# <center>Google Play and Apple Music App Purchases - Dec 2022 Version</center>

This project is an analysis of free apps obtained from Google Play and Apple.  The analysis answers the following question:

- Since we are developing a free app and will rely on advertising for income, which type of free app is most likely to attract users on Google Play and the Apple Store?

Import Pandas and a sample of free apps from the Apple Store and Google Play

In [1]:
import pandas as pd
df_apple = pd.read_csv('AppleStore.csv')
df_google = pd.read_csv('googleplaystore.csv')

Summary view of the imported data sets

In [None]:
a = "APPLE"
print(a.center(80))
print('\n', df_apple.head(3))
print('\n',"rows and columns", df_apple.shape)
print(2*'\n')
g = "GOOGLE"
print(g.center(80))
print('\n',df_google.head(3))
print('\n',"rows and columns", df_google.shape)
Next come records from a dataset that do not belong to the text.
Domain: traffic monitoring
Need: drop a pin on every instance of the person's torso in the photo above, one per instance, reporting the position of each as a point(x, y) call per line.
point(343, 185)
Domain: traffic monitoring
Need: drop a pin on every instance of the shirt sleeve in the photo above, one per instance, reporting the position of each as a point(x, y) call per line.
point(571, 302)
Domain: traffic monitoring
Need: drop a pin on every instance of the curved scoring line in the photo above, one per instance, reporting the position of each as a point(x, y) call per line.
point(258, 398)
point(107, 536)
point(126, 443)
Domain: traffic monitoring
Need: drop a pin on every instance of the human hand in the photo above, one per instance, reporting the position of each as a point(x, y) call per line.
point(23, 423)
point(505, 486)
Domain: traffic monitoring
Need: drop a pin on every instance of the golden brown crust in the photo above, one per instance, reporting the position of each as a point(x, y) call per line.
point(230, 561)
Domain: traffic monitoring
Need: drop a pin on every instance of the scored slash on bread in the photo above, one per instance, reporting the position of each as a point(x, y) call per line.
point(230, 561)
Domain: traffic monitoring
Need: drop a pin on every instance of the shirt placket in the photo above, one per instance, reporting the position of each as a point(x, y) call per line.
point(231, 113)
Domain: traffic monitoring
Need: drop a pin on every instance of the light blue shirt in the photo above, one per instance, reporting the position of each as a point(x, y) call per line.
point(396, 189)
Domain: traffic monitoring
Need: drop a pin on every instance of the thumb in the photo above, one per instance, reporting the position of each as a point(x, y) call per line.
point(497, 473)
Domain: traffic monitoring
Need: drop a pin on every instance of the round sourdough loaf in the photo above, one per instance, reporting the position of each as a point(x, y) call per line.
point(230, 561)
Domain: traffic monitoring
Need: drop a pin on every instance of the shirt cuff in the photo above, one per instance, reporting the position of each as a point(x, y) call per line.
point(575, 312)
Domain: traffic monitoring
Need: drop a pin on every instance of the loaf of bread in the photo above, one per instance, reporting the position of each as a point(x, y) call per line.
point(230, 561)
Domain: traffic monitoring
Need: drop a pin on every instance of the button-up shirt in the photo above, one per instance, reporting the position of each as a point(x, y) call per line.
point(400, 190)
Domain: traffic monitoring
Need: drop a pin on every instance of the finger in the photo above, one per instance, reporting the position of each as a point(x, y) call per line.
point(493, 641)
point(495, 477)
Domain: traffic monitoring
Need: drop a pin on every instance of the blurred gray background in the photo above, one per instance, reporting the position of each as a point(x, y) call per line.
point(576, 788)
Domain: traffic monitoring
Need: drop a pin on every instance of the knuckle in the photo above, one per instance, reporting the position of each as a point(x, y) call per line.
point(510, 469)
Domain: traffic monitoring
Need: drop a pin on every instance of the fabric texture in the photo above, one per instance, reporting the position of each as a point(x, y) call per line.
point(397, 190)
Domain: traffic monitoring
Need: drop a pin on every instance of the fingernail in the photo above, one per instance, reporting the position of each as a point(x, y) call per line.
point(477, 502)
Based on review of the documentation for the Apple file (https://www.kaggle.com/datasets/ramamet4/app-store-apple-data-set-10k-apps) and the Google file (https://www.kaggle.com/datasets/lava18/google-play-store-apps) the following column headings may
be useful for the analysis:<br><br>
<b>APPLE</b><br>

- ratings_count_ver: Number of user ratings for current version of app
- user_rating_ver: Average user rating for current version of app
- prime_genre: Primary genre of the app

<b>GOOGLE</b><br>

- Category
- Reviews
- Installs
- Genres


### <center>DATA CLEANING</center>

In [None]:
#Per documentation, google row id 10472 is incorrect.  Check this row
df_google.loc[10472]

In [None]:
#Per project instructions, delete row 10472. Comment out after executing to avoid deleting another row

df_google = df_google.drop(labels = 10472, axis=0)

#verified row index 10472 has been removed

Remove duplicate entries using the pandas code in the next two Notebook boxes.  Duplicates are determined
by duplicate "track_name" in the Apple set, and "App" in the Google set.  Kept the entry that contained the
most rating reviews, under the assumption that the highest review total is the most recent version of the app.

In [None]:
#remove duplicate rows Apple
df_apple = df_apple.sort_values(by= "rating_count_tot", ascending=False)
df_apple = df_apple.drop_duplicates(subset = "track_name",keep = "first")
print(df_apple.shape)

In [None]:
#remove duplicate rows Google
df_google = df_google.sort_values(by= "Reviews", ascending=False)
df_google = df_google.drop_duplicates(subset = "App",keep = "first")
print(df_google.shape)

Next we'll remove non English apps.  if a column "App"(Apple) or "track_name" (Google) has an entry
containing a 3 or more ASCII characters with character value > 127, we'll assume this entry is non English and remove.

In [8]:
df_apple = df_apple.drop(df_apple.loc[df_apple["track_name"]
           .apply(lambda x: False if len([i for i in x if ord(i) >127])<=3 else True)].index)   

In [9]:
df_google = df_google.drop(df_google.loc[df_google["App"]
            .apply(lambda x: False if len([i for i in x if ord(i) >127])<=3 else True)].index)   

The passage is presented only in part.